Van Ness said residents who have a lawnmower blade or a piece of scrap metal lying around a garage may be tempted to toss it into their recycling cart because metal is recyclable.
“But if you throw it into my facility, and it comes down one of my rubber belts and gets caught somewhere? One lawnmower blade can do $10,000 worth of damage in 30 seconds in my plant,” Van Ness said.
“What’s interesting is, if they took that to a metal recycler, they would actually get paid for it. They would actually get money for it. But the homeowner throws it into their single-stream bin and it comes here — and it’s contamination,” he said.
Brevard recycling cart do’s and don’ts
WM Recycling Brevard accepts these items — which must be loose and placed directly inside yellow-lidded carts, not bagged:
- Plastic bottles and containers (clean and empty) shaped like bottles, jugs and tubs. These include beverage bottles, food containers, dish soap, laundry detergent and shampoo.
- Flattened cardboard and paper. Items range from newspapers, magazines, catalogs, office paper and junk mail to milk and juice cartons, paper towel and toilet tissue rolls, and food boxes.

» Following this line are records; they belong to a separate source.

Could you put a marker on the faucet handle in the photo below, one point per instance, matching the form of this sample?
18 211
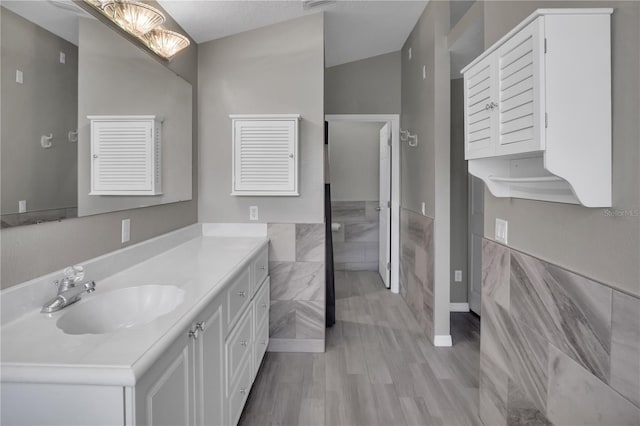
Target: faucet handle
74 274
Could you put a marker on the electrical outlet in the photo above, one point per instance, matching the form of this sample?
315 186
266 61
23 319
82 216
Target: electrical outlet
126 230
253 212
501 233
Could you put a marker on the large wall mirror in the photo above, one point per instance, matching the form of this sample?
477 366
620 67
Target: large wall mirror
60 66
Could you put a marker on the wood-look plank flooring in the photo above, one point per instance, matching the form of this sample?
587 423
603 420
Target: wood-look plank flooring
378 369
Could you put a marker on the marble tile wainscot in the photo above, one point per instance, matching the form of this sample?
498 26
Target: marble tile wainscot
355 245
416 266
297 270
555 347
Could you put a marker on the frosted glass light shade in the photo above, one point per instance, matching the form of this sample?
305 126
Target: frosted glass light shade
166 43
134 17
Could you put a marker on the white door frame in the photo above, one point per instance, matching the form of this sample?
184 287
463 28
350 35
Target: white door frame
394 121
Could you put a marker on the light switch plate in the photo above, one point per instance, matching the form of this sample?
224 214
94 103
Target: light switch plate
253 212
126 230
501 232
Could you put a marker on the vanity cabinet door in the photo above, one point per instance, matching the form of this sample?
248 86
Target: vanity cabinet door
164 394
209 355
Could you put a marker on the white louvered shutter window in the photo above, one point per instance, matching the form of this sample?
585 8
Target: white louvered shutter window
265 155
125 155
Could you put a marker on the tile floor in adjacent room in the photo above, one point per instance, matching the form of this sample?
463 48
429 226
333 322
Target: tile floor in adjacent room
378 369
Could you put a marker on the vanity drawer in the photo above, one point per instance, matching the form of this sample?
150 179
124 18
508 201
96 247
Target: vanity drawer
239 344
262 342
260 267
240 392
262 303
238 297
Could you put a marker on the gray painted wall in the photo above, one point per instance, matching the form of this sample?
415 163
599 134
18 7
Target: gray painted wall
425 169
354 160
367 86
31 251
593 242
117 78
459 205
46 102
272 70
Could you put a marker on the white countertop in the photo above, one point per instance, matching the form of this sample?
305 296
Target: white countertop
35 350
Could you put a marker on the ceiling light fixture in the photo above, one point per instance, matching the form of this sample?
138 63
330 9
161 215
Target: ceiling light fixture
143 22
135 17
166 43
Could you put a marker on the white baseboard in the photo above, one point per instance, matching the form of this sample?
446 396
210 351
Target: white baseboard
296 345
458 307
442 341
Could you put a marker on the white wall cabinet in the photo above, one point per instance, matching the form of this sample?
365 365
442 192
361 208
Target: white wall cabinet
265 155
538 109
126 155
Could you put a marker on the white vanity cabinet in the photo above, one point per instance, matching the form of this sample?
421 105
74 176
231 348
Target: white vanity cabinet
538 109
205 376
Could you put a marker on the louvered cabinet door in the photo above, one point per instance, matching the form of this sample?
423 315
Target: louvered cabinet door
520 70
480 100
122 154
265 157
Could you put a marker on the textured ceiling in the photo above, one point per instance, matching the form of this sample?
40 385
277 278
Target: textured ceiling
354 29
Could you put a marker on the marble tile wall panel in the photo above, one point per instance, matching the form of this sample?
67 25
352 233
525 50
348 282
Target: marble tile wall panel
570 311
297 271
355 244
587 334
625 346
578 397
416 266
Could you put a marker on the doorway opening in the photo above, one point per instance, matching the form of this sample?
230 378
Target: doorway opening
364 176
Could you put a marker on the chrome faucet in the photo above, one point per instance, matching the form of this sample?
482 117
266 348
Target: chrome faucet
69 289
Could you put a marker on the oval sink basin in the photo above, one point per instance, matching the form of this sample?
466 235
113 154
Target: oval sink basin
121 309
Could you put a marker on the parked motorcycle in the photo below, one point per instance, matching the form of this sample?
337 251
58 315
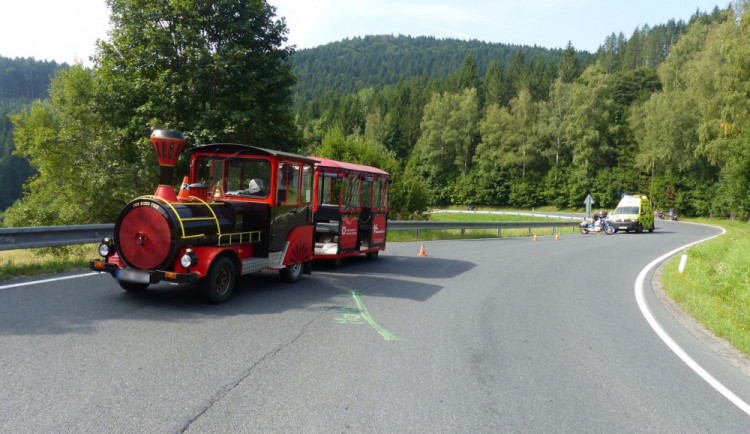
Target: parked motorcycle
599 225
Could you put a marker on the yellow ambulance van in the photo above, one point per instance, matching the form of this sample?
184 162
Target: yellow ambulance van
633 213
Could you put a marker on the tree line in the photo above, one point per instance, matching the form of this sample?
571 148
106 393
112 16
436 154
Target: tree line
504 125
21 81
550 130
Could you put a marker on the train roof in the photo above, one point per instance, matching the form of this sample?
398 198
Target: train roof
239 150
324 162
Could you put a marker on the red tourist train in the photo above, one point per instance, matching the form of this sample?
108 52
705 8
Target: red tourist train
243 209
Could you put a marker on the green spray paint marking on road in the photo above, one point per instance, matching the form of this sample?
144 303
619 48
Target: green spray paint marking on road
352 316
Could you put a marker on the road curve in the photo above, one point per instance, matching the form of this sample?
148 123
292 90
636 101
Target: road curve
480 335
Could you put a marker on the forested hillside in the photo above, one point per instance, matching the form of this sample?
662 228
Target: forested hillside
524 127
662 111
376 61
21 81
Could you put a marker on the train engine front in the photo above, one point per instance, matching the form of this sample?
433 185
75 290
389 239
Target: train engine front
197 236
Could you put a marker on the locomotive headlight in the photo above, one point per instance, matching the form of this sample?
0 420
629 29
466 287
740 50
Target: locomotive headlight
106 248
189 259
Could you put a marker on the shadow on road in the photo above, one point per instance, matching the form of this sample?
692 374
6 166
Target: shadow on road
79 306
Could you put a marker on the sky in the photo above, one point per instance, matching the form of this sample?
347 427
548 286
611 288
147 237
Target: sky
67 30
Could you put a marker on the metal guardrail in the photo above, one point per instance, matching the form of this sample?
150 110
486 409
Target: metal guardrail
53 236
417 226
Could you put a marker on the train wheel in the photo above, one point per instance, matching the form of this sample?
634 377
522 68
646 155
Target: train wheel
219 281
291 273
133 287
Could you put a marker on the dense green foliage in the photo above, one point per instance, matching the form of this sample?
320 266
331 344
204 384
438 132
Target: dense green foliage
455 122
662 112
375 61
214 70
21 81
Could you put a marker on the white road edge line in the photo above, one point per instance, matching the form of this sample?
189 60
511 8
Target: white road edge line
34 282
698 369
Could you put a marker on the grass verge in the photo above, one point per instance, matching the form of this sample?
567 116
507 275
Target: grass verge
33 262
715 285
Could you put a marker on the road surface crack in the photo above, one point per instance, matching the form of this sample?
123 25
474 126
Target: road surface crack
268 356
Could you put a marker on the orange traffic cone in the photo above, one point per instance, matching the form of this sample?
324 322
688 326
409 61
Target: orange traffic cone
184 192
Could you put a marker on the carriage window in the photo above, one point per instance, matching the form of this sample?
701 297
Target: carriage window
380 195
367 194
248 178
211 172
329 190
293 186
306 183
350 198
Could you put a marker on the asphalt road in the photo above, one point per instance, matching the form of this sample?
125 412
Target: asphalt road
501 335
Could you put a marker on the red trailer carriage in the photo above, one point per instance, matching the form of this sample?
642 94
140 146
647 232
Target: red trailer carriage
351 209
241 210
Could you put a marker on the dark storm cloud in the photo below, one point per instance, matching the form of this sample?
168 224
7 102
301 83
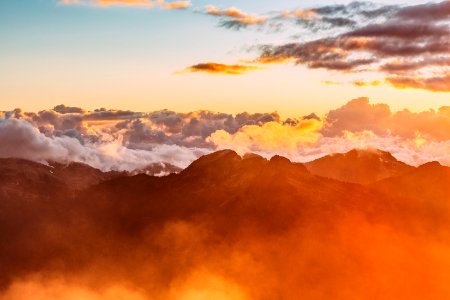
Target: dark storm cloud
411 42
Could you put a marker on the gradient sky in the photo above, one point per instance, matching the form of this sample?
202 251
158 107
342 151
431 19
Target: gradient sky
128 57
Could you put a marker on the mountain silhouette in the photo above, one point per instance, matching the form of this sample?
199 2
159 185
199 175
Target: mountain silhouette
271 227
358 166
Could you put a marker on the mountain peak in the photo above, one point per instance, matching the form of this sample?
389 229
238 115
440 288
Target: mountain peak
361 166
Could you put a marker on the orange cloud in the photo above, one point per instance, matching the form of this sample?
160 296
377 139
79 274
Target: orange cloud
362 83
236 18
435 84
217 68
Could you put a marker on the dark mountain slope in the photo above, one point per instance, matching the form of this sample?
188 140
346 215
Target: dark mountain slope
358 166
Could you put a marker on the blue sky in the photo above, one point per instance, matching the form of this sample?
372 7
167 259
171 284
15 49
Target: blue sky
126 56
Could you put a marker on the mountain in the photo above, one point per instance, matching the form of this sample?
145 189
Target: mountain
427 186
227 227
358 166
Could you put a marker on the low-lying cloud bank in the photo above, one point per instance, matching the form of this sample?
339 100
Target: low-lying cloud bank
127 140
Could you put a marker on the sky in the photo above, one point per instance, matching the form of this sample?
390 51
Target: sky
146 56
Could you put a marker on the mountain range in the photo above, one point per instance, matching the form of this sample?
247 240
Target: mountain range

- Aluminum, steel and tin cans.
- Glass bottles and containers.
Boyson said plastic bags do not belong in recycling carts: “We don’t have a buyer for them, and they get caught up in our equipment.”
Neither do food or liquids, nor foam cups or foam containers. Also, do not try to recycle rechargeable batteries, thin plastic “clamshell” packaging such as strawberry or blueberry containers, scrap metal, electronics or appliances, bedding and rugs, extension cords, clothing, hangers, Christmas lights, tires, concrete, wood or yard waste.
“It’s not that it’s not recyclable. It’s not recyclable in a single-stream facility. And that is the message that we’re still trying to stress,” Boyson said.
For more information, consult Brevard County Solid Waste’s expansive online “recyclopedia.”
Keep propane, helium tanks out of recycling carts
A new problematic product at the recycling plant: 1-pound propane fuel tanks used for portable grills and appliances. Flammable and explosive, these hazardous cannisters should never enter a recycling cart — but roughly 1,000 enter the Cocoa plant every month, Van Ness said.
In an Oct. 15 Instagram post, Orange County officials urged residents to stop sending flammable tanks to WM Recycling Brevard: “Items like helium/oxygen/propane tanks and electronic waste pose a threat to curbside collection drivers, recycling workers, and our community.”
Workers toss propane tanks into a large blue metal trash bin outside the plant. Nearby stand heaps of helium tanks from balloon-decorated parties, fire extinguishers and refrigerant tanks. These items should be taken to scrap metal facilities, not single-stream recycling carts.
“We are at the mercy of what people throw into their bin,” Van Ness said.